Jacob se encarou na janela do carro. Usava uma blusa xadrez, calça jeans e tênis. Colocou um casaco, humano algum encararia aquele frio sem um casaco. Suspirou.

Mesmo antes de Paul lhe contar a história da moça Jacob vinha reunindo forças para procurá-la. Ela estava lá afinal, quando seu corpo falhou Emma o ajudou sem pedir nada em troca, e seguiu sua vida sem olhar para trás. Jacob soube assim que a conheceu que ela era especial, e saber pelo que passou despertou um instinto de proteção muito forte nele. Era sua obrigação protegê-la, ajudá-la com qualquer coisa que precisasse.

Jacob tirou uma vida. Precisava salvar quantas pudesse.

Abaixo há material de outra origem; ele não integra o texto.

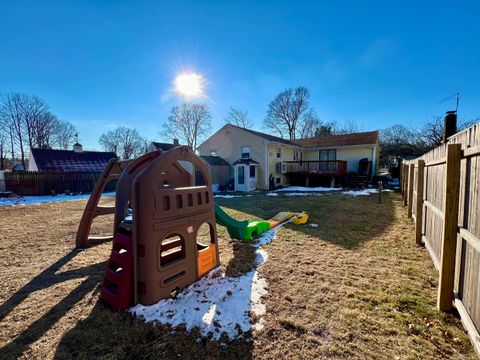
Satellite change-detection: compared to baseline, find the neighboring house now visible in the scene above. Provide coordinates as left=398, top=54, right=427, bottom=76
left=198, top=124, right=379, bottom=191
left=148, top=139, right=233, bottom=191
left=12, top=164, right=25, bottom=171
left=148, top=139, right=181, bottom=151
left=28, top=143, right=117, bottom=172
left=200, top=155, right=233, bottom=191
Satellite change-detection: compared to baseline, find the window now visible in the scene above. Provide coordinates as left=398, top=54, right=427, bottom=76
left=242, top=146, right=250, bottom=159
left=237, top=166, right=245, bottom=185
left=319, top=149, right=337, bottom=161
left=250, top=165, right=256, bottom=179
left=275, top=163, right=282, bottom=174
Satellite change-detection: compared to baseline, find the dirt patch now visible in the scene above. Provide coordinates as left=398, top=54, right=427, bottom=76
left=0, top=194, right=475, bottom=359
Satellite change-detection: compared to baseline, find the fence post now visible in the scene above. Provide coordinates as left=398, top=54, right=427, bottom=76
left=398, top=162, right=403, bottom=196
left=415, top=160, right=425, bottom=245
left=407, top=163, right=415, bottom=219
left=437, top=144, right=461, bottom=311
left=403, top=164, right=409, bottom=206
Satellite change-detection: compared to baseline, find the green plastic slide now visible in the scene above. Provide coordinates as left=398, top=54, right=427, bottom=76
left=215, top=204, right=270, bottom=240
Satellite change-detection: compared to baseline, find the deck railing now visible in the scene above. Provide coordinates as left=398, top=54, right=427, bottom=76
left=286, top=160, right=347, bottom=176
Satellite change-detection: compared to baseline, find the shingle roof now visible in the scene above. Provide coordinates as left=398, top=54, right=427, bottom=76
left=228, top=124, right=294, bottom=145
left=293, top=131, right=378, bottom=147
left=229, top=124, right=378, bottom=147
left=152, top=141, right=181, bottom=151
left=200, top=155, right=230, bottom=166
left=31, top=149, right=117, bottom=172
left=233, top=159, right=258, bottom=165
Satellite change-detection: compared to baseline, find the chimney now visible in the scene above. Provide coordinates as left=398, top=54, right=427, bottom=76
left=443, top=111, right=457, bottom=144
left=73, top=142, right=83, bottom=152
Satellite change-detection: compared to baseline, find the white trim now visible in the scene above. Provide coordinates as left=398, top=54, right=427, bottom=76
left=304, top=143, right=377, bottom=150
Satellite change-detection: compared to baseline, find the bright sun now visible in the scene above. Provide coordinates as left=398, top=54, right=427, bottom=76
left=175, top=73, right=203, bottom=97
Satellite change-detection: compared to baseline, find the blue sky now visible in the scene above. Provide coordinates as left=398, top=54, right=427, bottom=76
left=0, top=0, right=480, bottom=149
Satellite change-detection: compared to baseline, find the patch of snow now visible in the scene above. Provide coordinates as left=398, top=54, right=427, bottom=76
left=342, top=189, right=378, bottom=196
left=275, top=186, right=342, bottom=192
left=285, top=193, right=322, bottom=196
left=129, top=223, right=285, bottom=340
left=0, top=192, right=115, bottom=206
left=342, top=188, right=393, bottom=196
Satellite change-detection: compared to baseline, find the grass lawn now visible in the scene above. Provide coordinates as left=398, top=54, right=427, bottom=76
left=0, top=193, right=475, bottom=359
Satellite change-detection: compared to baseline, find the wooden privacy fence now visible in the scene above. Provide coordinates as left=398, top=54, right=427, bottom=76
left=5, top=171, right=115, bottom=195
left=400, top=124, right=480, bottom=357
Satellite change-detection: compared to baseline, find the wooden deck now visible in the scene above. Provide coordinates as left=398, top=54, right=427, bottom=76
left=286, top=160, right=347, bottom=176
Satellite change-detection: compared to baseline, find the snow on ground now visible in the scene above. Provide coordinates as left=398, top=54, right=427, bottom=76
left=342, top=188, right=392, bottom=196
left=275, top=186, right=342, bottom=192
left=285, top=193, right=323, bottom=196
left=129, top=224, right=283, bottom=340
left=0, top=192, right=115, bottom=206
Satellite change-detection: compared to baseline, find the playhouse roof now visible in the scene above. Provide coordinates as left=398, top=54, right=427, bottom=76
left=31, top=149, right=117, bottom=172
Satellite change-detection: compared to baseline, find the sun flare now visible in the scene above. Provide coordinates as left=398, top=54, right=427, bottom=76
left=175, top=73, right=203, bottom=97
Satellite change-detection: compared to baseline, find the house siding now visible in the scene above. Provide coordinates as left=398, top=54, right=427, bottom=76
left=198, top=125, right=269, bottom=190
left=303, top=144, right=379, bottom=174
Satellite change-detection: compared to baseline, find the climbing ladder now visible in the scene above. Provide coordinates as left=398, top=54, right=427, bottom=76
left=100, top=233, right=133, bottom=311
left=75, top=158, right=132, bottom=248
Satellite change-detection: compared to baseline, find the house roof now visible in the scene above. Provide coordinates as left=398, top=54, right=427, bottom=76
left=225, top=124, right=378, bottom=147
left=293, top=131, right=378, bottom=147
left=233, top=159, right=258, bottom=165
left=227, top=124, right=295, bottom=145
left=31, top=149, right=117, bottom=172
left=152, top=141, right=182, bottom=151
left=200, top=155, right=230, bottom=166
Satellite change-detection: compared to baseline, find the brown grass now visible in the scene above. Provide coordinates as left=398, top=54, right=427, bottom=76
left=0, top=194, right=475, bottom=359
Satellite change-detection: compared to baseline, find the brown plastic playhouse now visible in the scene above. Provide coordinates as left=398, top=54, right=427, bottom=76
left=77, top=146, right=219, bottom=310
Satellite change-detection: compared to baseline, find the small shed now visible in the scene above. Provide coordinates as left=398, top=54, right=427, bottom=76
left=200, top=155, right=233, bottom=191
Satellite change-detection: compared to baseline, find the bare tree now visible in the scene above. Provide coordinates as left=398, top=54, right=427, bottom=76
left=380, top=124, right=428, bottom=166
left=297, top=108, right=323, bottom=139
left=0, top=124, right=8, bottom=170
left=161, top=103, right=212, bottom=151
left=333, top=120, right=363, bottom=135
left=50, top=120, right=77, bottom=150
left=99, top=126, right=142, bottom=159
left=226, top=107, right=253, bottom=129
left=315, top=122, right=335, bottom=136
left=0, top=94, right=26, bottom=167
left=422, top=115, right=479, bottom=149
left=263, top=87, right=310, bottom=140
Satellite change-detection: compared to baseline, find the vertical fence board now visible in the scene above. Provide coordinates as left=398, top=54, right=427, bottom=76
left=415, top=159, right=425, bottom=244
left=407, top=163, right=415, bottom=218
left=437, top=144, right=461, bottom=311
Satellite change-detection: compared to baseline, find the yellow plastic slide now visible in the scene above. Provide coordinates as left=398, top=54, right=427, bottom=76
left=266, top=211, right=308, bottom=229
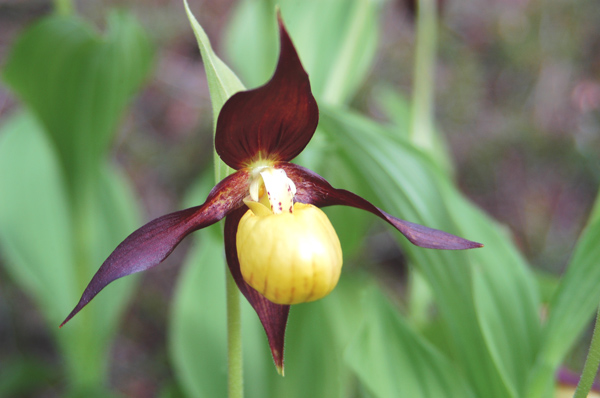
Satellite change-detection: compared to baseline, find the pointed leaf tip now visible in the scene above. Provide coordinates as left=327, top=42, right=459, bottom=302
left=215, top=16, right=319, bottom=169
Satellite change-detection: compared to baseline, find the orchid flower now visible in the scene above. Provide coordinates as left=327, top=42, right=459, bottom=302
left=61, top=19, right=481, bottom=370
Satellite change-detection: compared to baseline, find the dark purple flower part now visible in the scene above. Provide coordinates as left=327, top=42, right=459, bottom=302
left=60, top=13, right=482, bottom=371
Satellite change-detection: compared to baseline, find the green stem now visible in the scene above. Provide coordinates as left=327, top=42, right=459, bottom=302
left=214, top=141, right=244, bottom=398
left=573, top=308, right=600, bottom=398
left=226, top=270, right=244, bottom=398
left=54, top=0, right=75, bottom=15
left=410, top=0, right=437, bottom=152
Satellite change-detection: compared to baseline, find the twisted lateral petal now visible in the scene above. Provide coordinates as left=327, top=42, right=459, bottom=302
left=282, top=163, right=483, bottom=250
left=215, top=18, right=319, bottom=170
left=225, top=206, right=290, bottom=374
left=60, top=171, right=248, bottom=327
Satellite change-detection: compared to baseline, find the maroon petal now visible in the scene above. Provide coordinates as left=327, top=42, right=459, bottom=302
left=215, top=14, right=319, bottom=170
left=60, top=171, right=248, bottom=327
left=276, top=163, right=483, bottom=250
left=225, top=206, right=290, bottom=374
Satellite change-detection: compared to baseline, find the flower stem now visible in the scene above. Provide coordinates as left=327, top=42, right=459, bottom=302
left=214, top=146, right=244, bottom=398
left=410, top=0, right=437, bottom=151
left=226, top=270, right=244, bottom=398
left=573, top=307, right=600, bottom=398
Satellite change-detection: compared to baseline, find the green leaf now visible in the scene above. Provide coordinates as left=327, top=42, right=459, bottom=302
left=226, top=0, right=380, bottom=104
left=3, top=12, right=151, bottom=195
left=0, top=113, right=139, bottom=388
left=321, top=105, right=539, bottom=397
left=346, top=286, right=474, bottom=398
left=183, top=0, right=245, bottom=180
left=183, top=0, right=245, bottom=125
left=530, top=190, right=600, bottom=397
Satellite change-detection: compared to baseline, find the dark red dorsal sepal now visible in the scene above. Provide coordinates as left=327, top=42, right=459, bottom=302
left=215, top=16, right=319, bottom=170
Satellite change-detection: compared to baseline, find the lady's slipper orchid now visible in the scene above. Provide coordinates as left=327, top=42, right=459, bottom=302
left=61, top=15, right=481, bottom=370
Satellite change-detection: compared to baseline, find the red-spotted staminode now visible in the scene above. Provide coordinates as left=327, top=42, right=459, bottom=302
left=61, top=19, right=481, bottom=371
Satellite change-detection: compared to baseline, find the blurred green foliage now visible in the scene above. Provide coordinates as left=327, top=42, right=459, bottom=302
left=0, top=8, right=151, bottom=396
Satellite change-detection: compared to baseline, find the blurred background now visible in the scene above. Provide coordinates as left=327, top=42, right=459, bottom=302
left=0, top=0, right=600, bottom=397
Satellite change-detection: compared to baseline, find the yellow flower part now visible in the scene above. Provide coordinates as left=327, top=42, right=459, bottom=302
left=236, top=167, right=342, bottom=304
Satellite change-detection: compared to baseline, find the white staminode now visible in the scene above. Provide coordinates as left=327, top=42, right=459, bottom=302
left=250, top=166, right=296, bottom=214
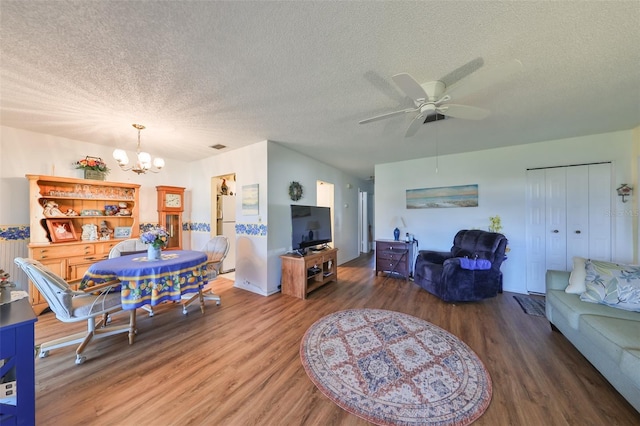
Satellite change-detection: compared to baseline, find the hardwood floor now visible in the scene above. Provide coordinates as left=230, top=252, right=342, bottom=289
left=36, top=255, right=640, bottom=426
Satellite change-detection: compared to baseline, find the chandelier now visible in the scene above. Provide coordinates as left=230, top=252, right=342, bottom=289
left=113, top=124, right=164, bottom=174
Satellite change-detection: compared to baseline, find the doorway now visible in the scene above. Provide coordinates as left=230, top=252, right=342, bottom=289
left=211, top=173, right=237, bottom=274
left=316, top=180, right=335, bottom=247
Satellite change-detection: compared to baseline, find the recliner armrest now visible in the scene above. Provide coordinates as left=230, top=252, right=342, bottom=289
left=418, top=250, right=451, bottom=264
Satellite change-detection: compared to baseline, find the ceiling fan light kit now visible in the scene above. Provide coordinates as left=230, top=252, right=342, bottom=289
left=359, top=60, right=522, bottom=137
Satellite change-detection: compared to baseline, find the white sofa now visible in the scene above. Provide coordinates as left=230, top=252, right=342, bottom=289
left=546, top=270, right=640, bottom=412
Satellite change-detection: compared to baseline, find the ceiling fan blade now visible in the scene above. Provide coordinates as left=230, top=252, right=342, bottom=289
left=391, top=73, right=428, bottom=103
left=437, top=104, right=491, bottom=120
left=404, top=113, right=427, bottom=138
left=358, top=109, right=417, bottom=124
left=445, top=59, right=523, bottom=99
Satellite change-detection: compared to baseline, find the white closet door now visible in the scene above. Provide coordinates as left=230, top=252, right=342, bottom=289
left=545, top=167, right=567, bottom=271
left=526, top=163, right=612, bottom=293
left=589, top=163, right=613, bottom=261
left=526, top=170, right=547, bottom=293
left=560, top=166, right=591, bottom=271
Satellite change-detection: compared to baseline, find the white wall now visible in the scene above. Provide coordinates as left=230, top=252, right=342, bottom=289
left=189, top=141, right=270, bottom=296
left=375, top=131, right=637, bottom=293
left=269, top=142, right=369, bottom=292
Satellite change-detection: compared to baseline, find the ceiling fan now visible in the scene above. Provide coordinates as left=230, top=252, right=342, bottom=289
left=359, top=60, right=522, bottom=137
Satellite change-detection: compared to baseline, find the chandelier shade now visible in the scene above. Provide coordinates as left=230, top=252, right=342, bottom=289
left=113, top=124, right=164, bottom=174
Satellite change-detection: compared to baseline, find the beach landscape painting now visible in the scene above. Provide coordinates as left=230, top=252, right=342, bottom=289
left=407, top=185, right=478, bottom=209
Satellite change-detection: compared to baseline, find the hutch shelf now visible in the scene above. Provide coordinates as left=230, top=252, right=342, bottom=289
left=26, top=175, right=140, bottom=314
left=280, top=248, right=338, bottom=299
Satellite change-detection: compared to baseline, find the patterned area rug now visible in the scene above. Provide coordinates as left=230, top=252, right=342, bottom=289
left=300, top=309, right=492, bottom=425
left=513, top=296, right=546, bottom=317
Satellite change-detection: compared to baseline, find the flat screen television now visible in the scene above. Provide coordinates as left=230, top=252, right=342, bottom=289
left=291, top=204, right=331, bottom=252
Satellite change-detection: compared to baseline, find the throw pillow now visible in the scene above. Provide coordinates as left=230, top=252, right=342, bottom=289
left=564, top=256, right=587, bottom=294
left=460, top=257, right=491, bottom=271
left=580, top=260, right=640, bottom=312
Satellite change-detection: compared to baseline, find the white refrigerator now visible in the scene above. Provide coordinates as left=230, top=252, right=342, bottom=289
left=216, top=195, right=236, bottom=272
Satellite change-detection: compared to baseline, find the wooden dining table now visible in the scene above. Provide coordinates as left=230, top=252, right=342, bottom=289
left=80, top=250, right=207, bottom=342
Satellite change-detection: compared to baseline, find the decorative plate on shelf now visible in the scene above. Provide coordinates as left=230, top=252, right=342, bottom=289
left=289, top=181, right=302, bottom=201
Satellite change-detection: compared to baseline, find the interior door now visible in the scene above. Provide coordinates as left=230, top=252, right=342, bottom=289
left=358, top=192, right=371, bottom=253
left=561, top=166, right=591, bottom=271
left=589, top=163, right=612, bottom=260
left=545, top=167, right=567, bottom=271
left=526, top=170, right=547, bottom=293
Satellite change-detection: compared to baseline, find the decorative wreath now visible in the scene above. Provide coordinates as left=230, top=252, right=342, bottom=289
left=289, top=181, right=302, bottom=201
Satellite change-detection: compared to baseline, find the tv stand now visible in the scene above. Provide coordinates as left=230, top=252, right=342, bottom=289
left=280, top=248, right=338, bottom=299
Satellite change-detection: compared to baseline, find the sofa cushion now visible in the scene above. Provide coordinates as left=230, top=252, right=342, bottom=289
left=580, top=260, right=640, bottom=312
left=546, top=290, right=640, bottom=330
left=580, top=315, right=640, bottom=363
left=565, top=256, right=587, bottom=294
left=620, top=349, right=640, bottom=388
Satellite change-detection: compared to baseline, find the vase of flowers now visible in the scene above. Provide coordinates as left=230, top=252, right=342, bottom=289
left=74, top=155, right=109, bottom=180
left=140, top=226, right=169, bottom=260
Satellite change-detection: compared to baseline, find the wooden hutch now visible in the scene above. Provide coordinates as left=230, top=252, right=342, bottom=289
left=26, top=175, right=140, bottom=314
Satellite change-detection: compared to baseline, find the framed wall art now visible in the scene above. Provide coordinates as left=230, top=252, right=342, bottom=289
left=407, top=184, right=478, bottom=209
left=242, top=183, right=260, bottom=216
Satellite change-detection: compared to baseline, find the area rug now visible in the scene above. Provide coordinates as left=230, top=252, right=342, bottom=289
left=300, top=309, right=492, bottom=425
left=513, top=296, right=546, bottom=317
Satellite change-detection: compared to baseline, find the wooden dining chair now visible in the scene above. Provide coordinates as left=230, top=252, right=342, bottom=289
left=14, top=257, right=135, bottom=365
left=182, top=235, right=229, bottom=315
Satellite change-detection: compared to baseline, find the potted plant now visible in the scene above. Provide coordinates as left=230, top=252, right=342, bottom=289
left=74, top=155, right=110, bottom=180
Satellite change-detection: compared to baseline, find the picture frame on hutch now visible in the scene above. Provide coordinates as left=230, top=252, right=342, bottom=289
left=47, top=219, right=78, bottom=243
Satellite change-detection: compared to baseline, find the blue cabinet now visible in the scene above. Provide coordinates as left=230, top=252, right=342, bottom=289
left=0, top=298, right=38, bottom=425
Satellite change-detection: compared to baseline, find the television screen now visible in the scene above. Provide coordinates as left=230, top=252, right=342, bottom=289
left=291, top=204, right=331, bottom=250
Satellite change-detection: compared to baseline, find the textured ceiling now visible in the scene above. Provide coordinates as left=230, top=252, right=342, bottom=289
left=0, top=0, right=640, bottom=178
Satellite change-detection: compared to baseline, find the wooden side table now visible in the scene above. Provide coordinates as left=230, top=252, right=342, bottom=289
left=376, top=240, right=413, bottom=280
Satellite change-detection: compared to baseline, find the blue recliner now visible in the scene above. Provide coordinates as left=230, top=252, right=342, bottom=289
left=414, top=229, right=508, bottom=302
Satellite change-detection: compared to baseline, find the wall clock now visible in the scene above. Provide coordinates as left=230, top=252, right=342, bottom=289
left=156, top=186, right=184, bottom=250
left=289, top=182, right=302, bottom=201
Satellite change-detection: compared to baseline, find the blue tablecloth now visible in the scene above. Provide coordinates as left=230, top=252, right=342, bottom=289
left=80, top=250, right=207, bottom=309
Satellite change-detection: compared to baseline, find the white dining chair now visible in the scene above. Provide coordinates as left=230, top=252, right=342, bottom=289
left=182, top=235, right=229, bottom=315
left=109, top=238, right=153, bottom=317
left=14, top=257, right=135, bottom=365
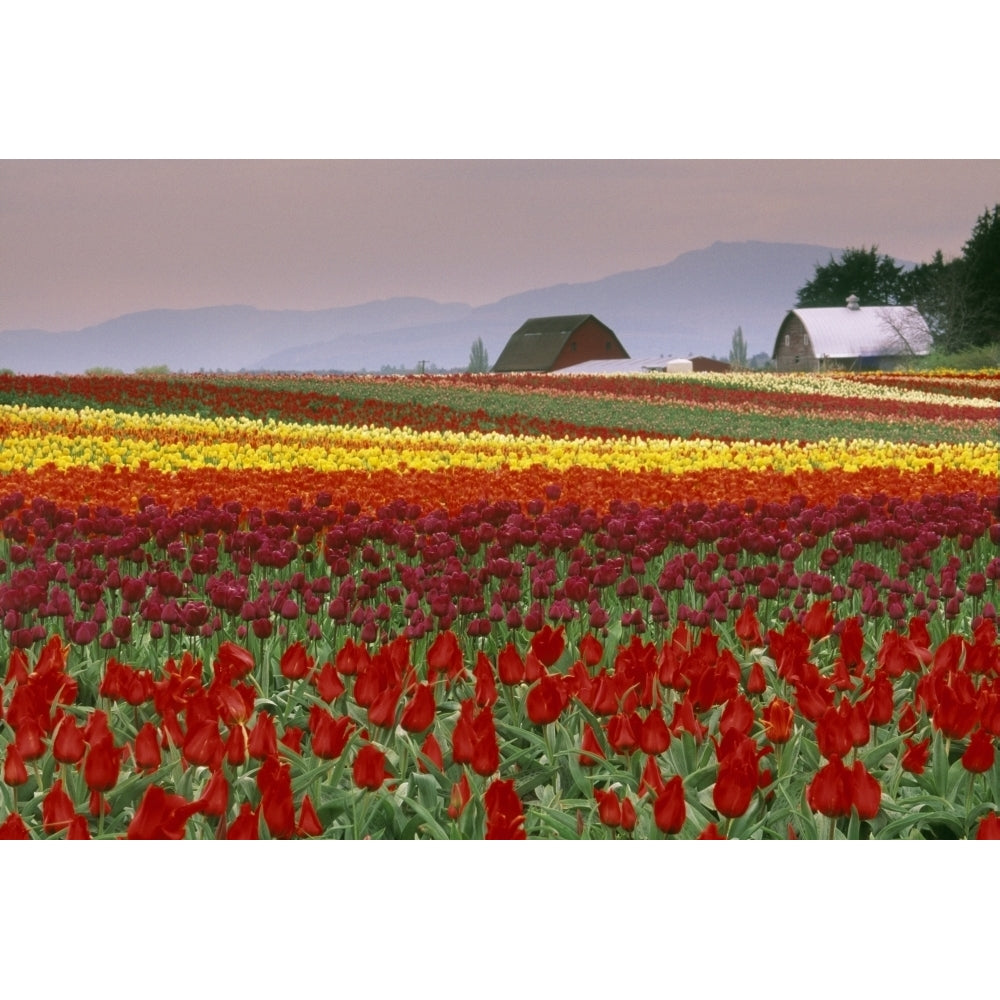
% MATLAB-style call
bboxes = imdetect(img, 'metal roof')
[555,357,686,375]
[774,306,931,358]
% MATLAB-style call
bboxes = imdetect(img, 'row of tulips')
[0,486,1000,649]
[0,602,1000,839]
[0,372,1000,437]
[0,406,1000,476]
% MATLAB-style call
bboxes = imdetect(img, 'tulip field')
[0,371,1000,841]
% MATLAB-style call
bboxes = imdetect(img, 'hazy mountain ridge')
[0,242,840,374]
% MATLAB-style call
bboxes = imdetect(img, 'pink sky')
[0,159,1000,330]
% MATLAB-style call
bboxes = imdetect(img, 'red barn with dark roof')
[491,314,628,372]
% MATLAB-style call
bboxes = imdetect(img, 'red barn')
[492,314,628,372]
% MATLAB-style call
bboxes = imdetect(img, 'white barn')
[772,295,932,372]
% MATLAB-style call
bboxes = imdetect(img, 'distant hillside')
[0,242,840,373]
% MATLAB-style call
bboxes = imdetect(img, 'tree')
[906,250,972,354]
[729,326,747,368]
[468,337,490,373]
[962,204,1000,347]
[795,245,907,309]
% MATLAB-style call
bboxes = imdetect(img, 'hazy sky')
[0,0,1000,330]
[0,160,1000,330]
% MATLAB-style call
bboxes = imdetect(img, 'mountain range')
[0,241,841,374]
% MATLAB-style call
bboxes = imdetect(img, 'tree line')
[796,204,1000,354]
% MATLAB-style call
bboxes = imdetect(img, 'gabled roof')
[493,313,628,372]
[774,306,931,358]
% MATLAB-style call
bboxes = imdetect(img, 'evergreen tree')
[729,326,747,368]
[962,204,1000,347]
[795,246,906,309]
[468,337,490,373]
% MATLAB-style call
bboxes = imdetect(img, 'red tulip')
[975,809,1000,840]
[524,674,566,726]
[3,743,28,788]
[125,785,200,840]
[352,743,391,791]
[962,729,996,774]
[806,757,852,817]
[42,778,76,833]
[295,795,323,837]
[400,684,437,733]
[483,778,526,840]
[594,788,622,829]
[279,640,315,681]
[900,736,931,774]
[653,774,687,833]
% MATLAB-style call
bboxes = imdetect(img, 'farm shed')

Então começou a observá-la à distância.

Em geral Emma ia do trabalho na escola de Forks direto para sua casa que ficava convenientemente perto da delegacia, a não ser às sextas, quando tinha sessões de duas horas com um psicanalista em Port Angeles, para tratar o transtorno de estresse pós-traumático que desenvolveu. Essas sessões a destruíam. Nos finais de semana não comia nem bebia absolutamente nada, não saía da cama apesar de não conseguir dormir. Ficava tão fragilizada que parecia que iria quebrar a qualquer momento. 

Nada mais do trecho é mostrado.